Beginning with A Painted House, Grisham broadened his focus from law to the more general rural South but continued to write legal thrillers at the rate of one per year. In 2002 he once again claimed the number one book of the year with The Summons. In 2003 and 2004 he missed the number one bestseller of the year due to the success of The Da Vinci Code by Dan Brown, but he once again produced two novels which ended the year in the top 5. In 2004, The Last Juror ended the year at number four, and in 2005 he overtook The Da Vinci Code and returned to number one for the year with The Broker. The year 2006 marked the first time since 1990 that he did not have one of the top-selling books of the year, but he returned to number two in 2007, number one in 2008, and number two in 2009.

Grisham has also written sports fiction and comedy fiction. He wrote the original screenplay for and produced the 2004 baseball movie Mickey, which starred Harry Connick Jr.[20]

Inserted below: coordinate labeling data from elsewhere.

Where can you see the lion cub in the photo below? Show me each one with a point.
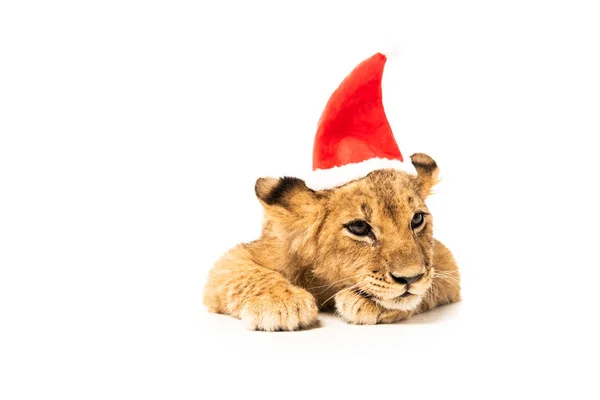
(364, 249)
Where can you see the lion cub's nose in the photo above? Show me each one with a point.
(406, 280)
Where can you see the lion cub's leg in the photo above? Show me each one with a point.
(356, 309)
(445, 288)
(259, 296)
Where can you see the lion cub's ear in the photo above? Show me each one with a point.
(286, 192)
(428, 172)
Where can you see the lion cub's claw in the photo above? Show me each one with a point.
(296, 309)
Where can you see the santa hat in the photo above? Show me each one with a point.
(354, 136)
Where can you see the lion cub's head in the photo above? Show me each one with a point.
(373, 234)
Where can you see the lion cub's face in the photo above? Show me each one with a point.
(373, 235)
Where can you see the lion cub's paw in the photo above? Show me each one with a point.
(294, 310)
(355, 309)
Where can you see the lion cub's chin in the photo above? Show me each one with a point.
(402, 304)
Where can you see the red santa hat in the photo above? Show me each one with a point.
(354, 136)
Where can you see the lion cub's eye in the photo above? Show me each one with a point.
(417, 220)
(359, 227)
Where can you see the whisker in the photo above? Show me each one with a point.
(332, 296)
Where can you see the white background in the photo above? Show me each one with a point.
(131, 135)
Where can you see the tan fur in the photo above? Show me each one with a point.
(306, 259)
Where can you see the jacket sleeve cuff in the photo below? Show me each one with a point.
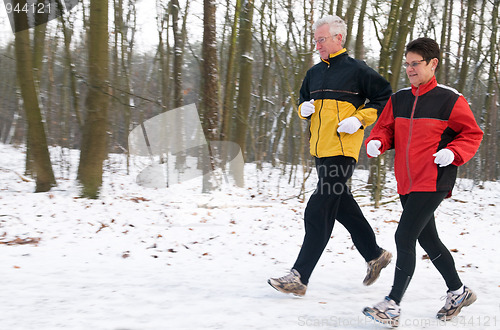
(298, 112)
(367, 116)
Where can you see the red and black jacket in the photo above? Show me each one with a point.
(418, 122)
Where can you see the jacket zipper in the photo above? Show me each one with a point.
(338, 134)
(319, 112)
(409, 140)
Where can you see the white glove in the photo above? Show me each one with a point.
(349, 125)
(372, 148)
(307, 108)
(444, 157)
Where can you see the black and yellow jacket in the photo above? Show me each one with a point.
(342, 87)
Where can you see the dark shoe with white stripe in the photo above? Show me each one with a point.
(455, 303)
(385, 312)
(289, 283)
(375, 266)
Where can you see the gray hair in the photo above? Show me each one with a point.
(337, 26)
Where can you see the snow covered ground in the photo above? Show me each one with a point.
(142, 258)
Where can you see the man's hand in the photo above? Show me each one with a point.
(444, 157)
(372, 148)
(307, 108)
(349, 125)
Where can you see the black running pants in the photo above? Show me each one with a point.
(332, 200)
(417, 223)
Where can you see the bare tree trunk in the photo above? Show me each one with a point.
(229, 85)
(488, 149)
(94, 139)
(469, 27)
(210, 85)
(245, 78)
(45, 179)
(349, 19)
(359, 48)
(405, 27)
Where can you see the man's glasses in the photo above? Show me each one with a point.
(413, 64)
(322, 40)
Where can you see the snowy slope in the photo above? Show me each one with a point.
(174, 258)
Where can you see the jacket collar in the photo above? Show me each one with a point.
(337, 54)
(425, 87)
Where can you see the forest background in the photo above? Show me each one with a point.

In 2005, Grisham received the Peggy V. Helmerich Distinguished Author Award, which is presented annually by the Tulsa Library Trust.[21]

In 2010, Grisham started writing a series of legal thrillers for children. They feature Theodore Boone, a 13-year-old who gives his classmates legal advice on a multitude of scenarios, ranging from rescuing impounded dogs to helping their parents prevent their house from being repossessed. He said, "I'm hoping primarily to entertain and interest kids, but at the same time I'm quietly hoping that the books will inform them, in a subtle way, about law."[22]

He also stated that it was his daughter, Shea, who inspired him to write the Theodore Boone series. "My daughter Shea is a teacher in North Carolina and when she got her fifth grade students to read the book, three or four of them came up afterwards and said they'd like to go into the legal profession."[22]

In an October 2006 interview on the Charlie Rose show, Grisham stated that he usually takes only six months to write a book, and his favorite author is John le Carré.[23]

In 2011 and 2012 his novels The Litigators and The Racketeer claimed the top spot in The New York Times best seller list.[24][25] The novels were among the best selling books of those years, spending several weeks atop various best seller lists.[26][27][28] In 2013 he again reached the top five in the US best-seller list.[29] In November 2015 his novel Rogue Lawyer was at the top of the New York Times Fiction Best Seller for two weeks.[30]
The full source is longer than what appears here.